Et donc c’était très
important. C’est aussi nos premières photos puisque Longueur
d’Ondes s’oblige à ne pas utiliser les photos de presse fournies
par les artistes mais à faire venir des photographes.
Donc à ce
titre, on a des portraits. Tout ça, c’est très fondateur pour
nous parce qu’à un moment donné, on se dit qu’on est un peu
tout seul et tout d’un coup, il y a quelqu’un qui dit "Ces
gens-là, c’est intéressant, il faut qu’on écrive un peu sur
eux". Donc on se retrouve avec une photo et puis, quand c’est les
premiers articles, une définition de ce que l’on est qui nous
paraît presque plus pertinente que ce qu’on pensait.
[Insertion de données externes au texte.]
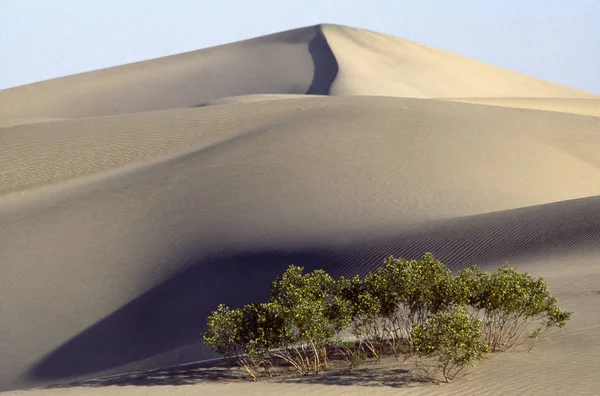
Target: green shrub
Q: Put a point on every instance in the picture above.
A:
(404, 306)
(313, 313)
(454, 338)
(511, 301)
(247, 334)
(364, 324)
(408, 292)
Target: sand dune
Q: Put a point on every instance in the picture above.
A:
(589, 107)
(180, 183)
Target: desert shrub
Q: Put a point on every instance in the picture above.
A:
(509, 302)
(453, 338)
(404, 306)
(409, 291)
(312, 313)
(364, 325)
(244, 334)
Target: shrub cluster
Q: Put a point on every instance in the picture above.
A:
(405, 307)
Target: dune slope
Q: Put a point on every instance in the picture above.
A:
(135, 199)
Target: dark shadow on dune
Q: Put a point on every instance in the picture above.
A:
(368, 376)
(326, 66)
(214, 371)
(173, 314)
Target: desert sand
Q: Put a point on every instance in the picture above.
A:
(135, 199)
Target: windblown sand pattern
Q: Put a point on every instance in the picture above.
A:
(135, 199)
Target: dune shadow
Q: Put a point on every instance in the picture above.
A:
(214, 371)
(171, 315)
(326, 65)
(163, 327)
(373, 376)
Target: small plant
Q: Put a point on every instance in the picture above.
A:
(453, 338)
(409, 291)
(510, 301)
(312, 313)
(405, 307)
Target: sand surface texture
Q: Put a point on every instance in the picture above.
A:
(135, 199)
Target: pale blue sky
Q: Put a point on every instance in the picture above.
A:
(557, 40)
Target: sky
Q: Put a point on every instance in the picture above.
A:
(556, 40)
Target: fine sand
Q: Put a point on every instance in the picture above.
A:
(135, 199)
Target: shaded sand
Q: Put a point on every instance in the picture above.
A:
(564, 362)
(123, 226)
(372, 63)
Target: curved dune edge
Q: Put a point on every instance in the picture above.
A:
(589, 107)
(123, 225)
(558, 241)
(321, 60)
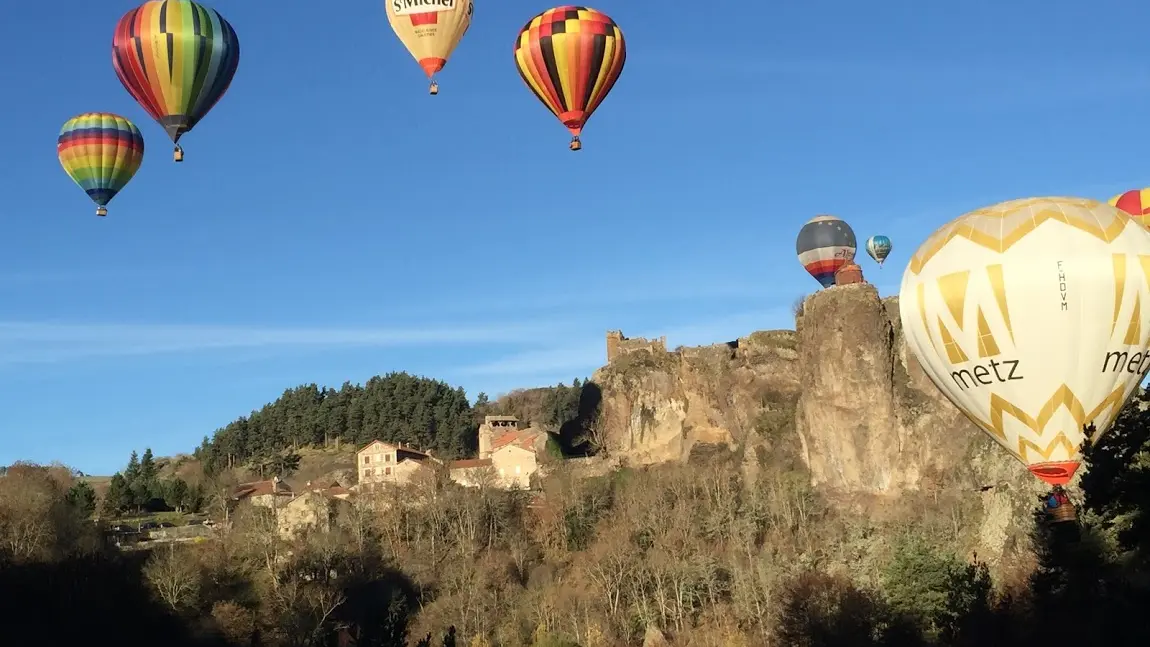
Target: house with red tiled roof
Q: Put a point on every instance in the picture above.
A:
(381, 462)
(512, 452)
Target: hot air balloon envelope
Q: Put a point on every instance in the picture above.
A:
(176, 59)
(570, 58)
(879, 247)
(1136, 203)
(100, 152)
(1032, 317)
(825, 244)
(430, 30)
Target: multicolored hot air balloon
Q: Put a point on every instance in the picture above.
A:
(570, 58)
(430, 30)
(879, 248)
(1030, 316)
(100, 152)
(1136, 203)
(176, 59)
(825, 245)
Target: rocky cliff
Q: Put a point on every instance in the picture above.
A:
(841, 393)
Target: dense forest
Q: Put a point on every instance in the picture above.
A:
(397, 408)
(700, 554)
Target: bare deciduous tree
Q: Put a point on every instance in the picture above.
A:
(174, 577)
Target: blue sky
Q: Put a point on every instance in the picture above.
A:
(334, 222)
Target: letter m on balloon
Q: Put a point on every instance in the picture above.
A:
(1132, 297)
(975, 321)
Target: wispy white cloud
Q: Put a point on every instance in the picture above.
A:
(585, 354)
(36, 341)
(35, 277)
(626, 291)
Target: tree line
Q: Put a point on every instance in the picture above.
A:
(139, 487)
(397, 407)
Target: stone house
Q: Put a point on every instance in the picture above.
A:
(472, 472)
(271, 493)
(508, 455)
(514, 464)
(390, 463)
(309, 511)
(332, 490)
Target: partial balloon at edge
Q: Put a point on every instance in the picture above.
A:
(1136, 203)
(1011, 310)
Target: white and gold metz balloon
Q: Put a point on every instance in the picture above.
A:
(1033, 316)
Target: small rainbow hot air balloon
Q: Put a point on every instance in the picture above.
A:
(825, 244)
(879, 248)
(100, 152)
(430, 30)
(176, 59)
(570, 58)
(1136, 203)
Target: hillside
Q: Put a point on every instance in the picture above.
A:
(789, 488)
(838, 399)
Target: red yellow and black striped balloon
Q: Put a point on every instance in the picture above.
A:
(1136, 203)
(570, 58)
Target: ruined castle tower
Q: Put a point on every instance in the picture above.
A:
(491, 428)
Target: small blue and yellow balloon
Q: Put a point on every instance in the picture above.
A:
(879, 248)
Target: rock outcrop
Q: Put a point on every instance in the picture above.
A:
(842, 389)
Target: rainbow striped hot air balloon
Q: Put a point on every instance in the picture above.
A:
(176, 59)
(100, 152)
(825, 244)
(1136, 203)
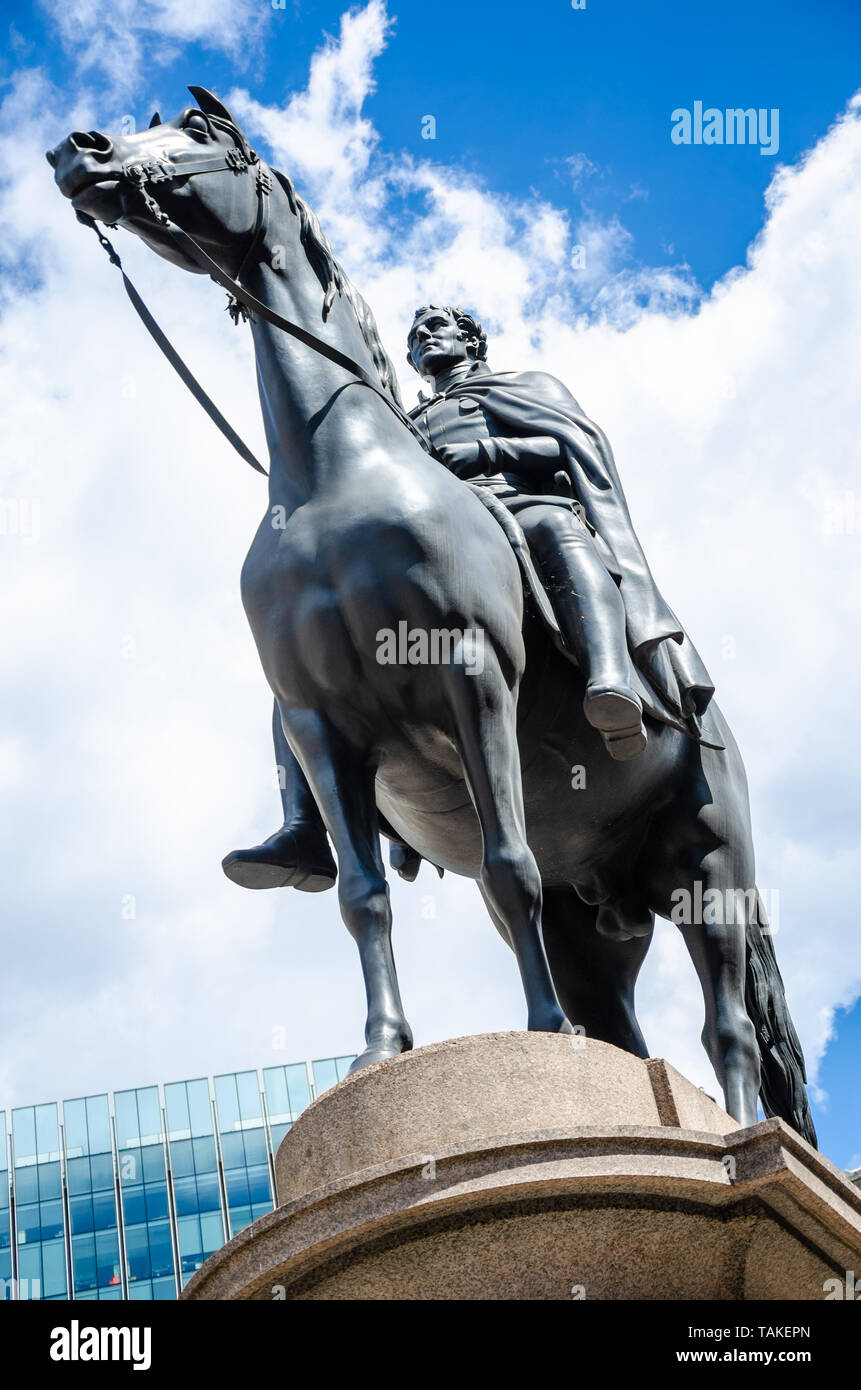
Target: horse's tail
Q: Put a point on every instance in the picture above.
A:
(518, 542)
(782, 1086)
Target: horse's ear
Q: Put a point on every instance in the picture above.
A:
(210, 104)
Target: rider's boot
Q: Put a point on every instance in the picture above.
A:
(298, 854)
(590, 613)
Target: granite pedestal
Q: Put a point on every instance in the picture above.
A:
(529, 1165)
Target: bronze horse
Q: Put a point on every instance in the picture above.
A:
(365, 531)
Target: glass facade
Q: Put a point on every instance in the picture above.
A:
(125, 1196)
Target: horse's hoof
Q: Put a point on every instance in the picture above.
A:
(381, 1052)
(288, 859)
(554, 1022)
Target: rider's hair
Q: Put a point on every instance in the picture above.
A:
(476, 338)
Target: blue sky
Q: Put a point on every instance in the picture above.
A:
(557, 120)
(518, 89)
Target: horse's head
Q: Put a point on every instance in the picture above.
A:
(131, 180)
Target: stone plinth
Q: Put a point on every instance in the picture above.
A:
(527, 1165)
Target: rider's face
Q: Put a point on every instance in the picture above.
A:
(436, 344)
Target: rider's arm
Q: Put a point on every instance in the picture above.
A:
(519, 455)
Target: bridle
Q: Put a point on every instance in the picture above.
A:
(137, 178)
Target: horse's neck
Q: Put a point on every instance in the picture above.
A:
(305, 406)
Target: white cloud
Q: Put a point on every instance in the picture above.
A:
(733, 417)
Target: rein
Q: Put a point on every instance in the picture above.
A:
(242, 303)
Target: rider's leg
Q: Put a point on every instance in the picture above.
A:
(298, 854)
(590, 613)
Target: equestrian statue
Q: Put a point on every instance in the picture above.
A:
(565, 749)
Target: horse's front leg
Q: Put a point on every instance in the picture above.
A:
(342, 781)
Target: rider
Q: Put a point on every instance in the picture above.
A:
(525, 437)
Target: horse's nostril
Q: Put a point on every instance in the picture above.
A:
(92, 141)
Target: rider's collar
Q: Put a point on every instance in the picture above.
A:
(454, 377)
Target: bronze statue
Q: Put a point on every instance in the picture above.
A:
(366, 531)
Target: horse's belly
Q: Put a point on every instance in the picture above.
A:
(430, 808)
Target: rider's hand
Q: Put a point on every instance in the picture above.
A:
(459, 458)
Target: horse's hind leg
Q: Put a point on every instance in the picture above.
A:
(594, 975)
(484, 712)
(712, 902)
(342, 781)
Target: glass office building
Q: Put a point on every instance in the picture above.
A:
(124, 1196)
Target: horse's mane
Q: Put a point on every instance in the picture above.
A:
(334, 280)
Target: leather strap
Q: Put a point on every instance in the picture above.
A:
(242, 300)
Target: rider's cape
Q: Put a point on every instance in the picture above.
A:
(534, 403)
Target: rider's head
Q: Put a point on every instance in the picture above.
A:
(441, 337)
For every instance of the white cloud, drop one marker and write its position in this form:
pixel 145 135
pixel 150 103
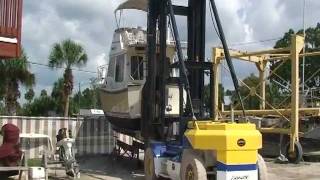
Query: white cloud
pixel 91 22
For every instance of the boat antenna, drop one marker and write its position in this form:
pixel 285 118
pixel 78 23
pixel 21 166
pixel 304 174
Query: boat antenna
pixel 227 55
pixel 182 66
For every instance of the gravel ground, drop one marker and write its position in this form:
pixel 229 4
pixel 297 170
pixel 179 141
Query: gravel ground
pixel 107 168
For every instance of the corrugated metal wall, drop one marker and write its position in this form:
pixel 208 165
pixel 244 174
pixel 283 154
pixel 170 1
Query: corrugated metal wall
pixel 93 135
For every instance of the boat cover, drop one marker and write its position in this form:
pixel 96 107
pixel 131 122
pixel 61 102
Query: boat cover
pixel 134 4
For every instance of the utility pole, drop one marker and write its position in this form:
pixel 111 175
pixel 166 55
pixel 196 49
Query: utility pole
pixel 304 51
pixel 79 98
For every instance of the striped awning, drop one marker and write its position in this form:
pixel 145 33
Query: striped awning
pixel 134 4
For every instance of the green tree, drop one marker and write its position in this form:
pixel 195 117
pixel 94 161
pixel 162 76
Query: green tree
pixel 40 106
pixel 312 40
pixel 13 73
pixel 57 96
pixel 67 53
pixel 43 93
pixel 29 95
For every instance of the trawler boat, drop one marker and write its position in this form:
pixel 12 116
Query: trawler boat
pixel 121 91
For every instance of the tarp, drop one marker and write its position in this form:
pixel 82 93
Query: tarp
pixel 134 4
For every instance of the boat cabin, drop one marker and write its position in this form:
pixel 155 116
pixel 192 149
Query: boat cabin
pixel 10 28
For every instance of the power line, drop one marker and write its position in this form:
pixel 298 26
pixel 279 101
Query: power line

Donc c’était
vraiment intéressant.
Lili :
Longueur d’Ondes sont vraiment des découvreurs. Ils aiment bien
gratter un peu la terre pour voir ce qu’il y a en dessous.
Thierry :
Ils aiment être les premiers.
Lili :
Ils aiment être les premiers donc c’est forcément un
encouragement. Je crois qu’ils ont encouragé énormément
d’artistes à persévérer parce qu’ils permettent d’avoir des
retours sur son travail, sur papier noir sur blanc.
C’est aussi un
média national. Et un média national c’est inaccessible pour un
artiste qui démarre. Ça apporte une dimension nationale et ça, ça
fait beaucoup de bien au moral. On ne peut que vraiment remercier
Serge Beyer et les journalistes de Longueurs d’Ondes. On est tous
là ici, contents de leur existence.
Nouvel album
‘Tout va bien’ sortie prévue le 2 avril prochain.